Technically, Lucene will in fact analyze the full quoted phrase as one
stream, which for non-tokenized fields will be one term, but for any
tokenized fields which split on white space, the phrase will be broken into
separate tokens and special characters will tend to be removed as well. The
keyword tokenizer will indeed treat the entire phrase as a single token, and
the white space tokenizer will preserve special characters, but the standard
tokenizer will not preserve either white space or special characters.
Nominally, the keyword tokenizer does generate a single term at least at the
tokenization stage, but the world delimiter filter then splits individual
terms into multiple terms, thus guaranteeing that a phrase with white space
will be multiple terms and special characters are removed as well.

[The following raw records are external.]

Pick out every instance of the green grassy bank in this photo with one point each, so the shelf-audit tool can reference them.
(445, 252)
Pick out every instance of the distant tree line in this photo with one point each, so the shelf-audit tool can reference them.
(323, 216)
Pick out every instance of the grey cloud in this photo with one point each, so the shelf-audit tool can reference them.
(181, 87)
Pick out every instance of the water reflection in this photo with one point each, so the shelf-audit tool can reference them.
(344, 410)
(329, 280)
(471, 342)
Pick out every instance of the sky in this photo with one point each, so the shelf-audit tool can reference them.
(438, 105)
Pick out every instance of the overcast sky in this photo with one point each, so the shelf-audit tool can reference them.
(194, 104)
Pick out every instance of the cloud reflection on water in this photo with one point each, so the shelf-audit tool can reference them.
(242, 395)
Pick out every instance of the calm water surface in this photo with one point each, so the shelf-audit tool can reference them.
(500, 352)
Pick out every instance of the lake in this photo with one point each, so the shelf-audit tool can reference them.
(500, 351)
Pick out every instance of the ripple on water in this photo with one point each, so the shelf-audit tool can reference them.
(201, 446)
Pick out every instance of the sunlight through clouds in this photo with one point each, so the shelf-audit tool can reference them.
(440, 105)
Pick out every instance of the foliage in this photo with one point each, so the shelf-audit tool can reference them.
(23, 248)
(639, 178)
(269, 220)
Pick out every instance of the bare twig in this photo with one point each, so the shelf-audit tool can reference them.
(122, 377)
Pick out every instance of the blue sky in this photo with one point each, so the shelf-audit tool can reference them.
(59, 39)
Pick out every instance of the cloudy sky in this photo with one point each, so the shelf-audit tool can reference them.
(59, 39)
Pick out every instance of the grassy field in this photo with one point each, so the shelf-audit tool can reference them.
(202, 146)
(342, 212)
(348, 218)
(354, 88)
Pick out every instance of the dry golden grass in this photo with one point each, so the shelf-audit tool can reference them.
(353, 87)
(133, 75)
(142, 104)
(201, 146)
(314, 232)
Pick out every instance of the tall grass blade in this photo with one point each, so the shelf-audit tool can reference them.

The other technicality is that quoting a phrase does prevent the phrase from
being interpreted as query parser syntax, such as AND and OR operators or
treating special characters as query parser operators.
But, the fact remains that a quoted phrase is not treated as an "exact"
string literal for any normal tokenized fields.
Out of curiosity, what references have lead you to believe that a quoted
phrase is an "exact match"?
Use a "string" (not "tokenized text") field if you wish to make an "exact
match" on a literal string, but the concept of "exact match" is not
supported for tokenized and filtered text fields.
So, please describe, in plain English, plus examples, exactly what you
expect your analyzer to do, both in terms of how it treats text to be
indexed and how you expect to be able to query that text.
-- Jack Krupansky
-----Original Message-----
From: Shay Sofer
Sent: Sunday, August 24, 2014 5:58 AM
To: solr-user@lucene.apache.org
Subject: Exact search with special characters
Hi all,
I have a docs that's indexed by text field with mention schema.
I have those docs names:
- Test host
- Test_host
- Test-host
- Test $host
When I'm trying to do exact search like: "test host"
All the results from above are shown as a results.
How can I use exact match so I'll will get only one result?
I prefer to do my changes in search time but if I need to change my schema
please offer that.
Thanks,
Shay.
This is my schema:
<fieldType name="text_general" class="solr.TextField"
positionIncrementGap="100">
<analyzer type="index">
<tokenizer class="solr.KeywordTokenizerFactory"/>
<filter class="solr.WordDelimiterFilterFactory"
splitOnNumerics="0" splitOnCaseChange="0"
preserveOriginal="1"/>
<filter class="solr.LowerCaseFilterFactory"/>
</analyzer>
<analyzer type="query">
<tokenizer class="solr.KeywordTokenizerFactory"/>
<filter class="solr.WordDelimiterFilterFactory"
splitOnNumerics="0" splitOnCaseChange="0"
preserveOriginal="1"/>
<filter class="solr.LowerCaseFilterFactory"/>
</analyzer>
</fieldType>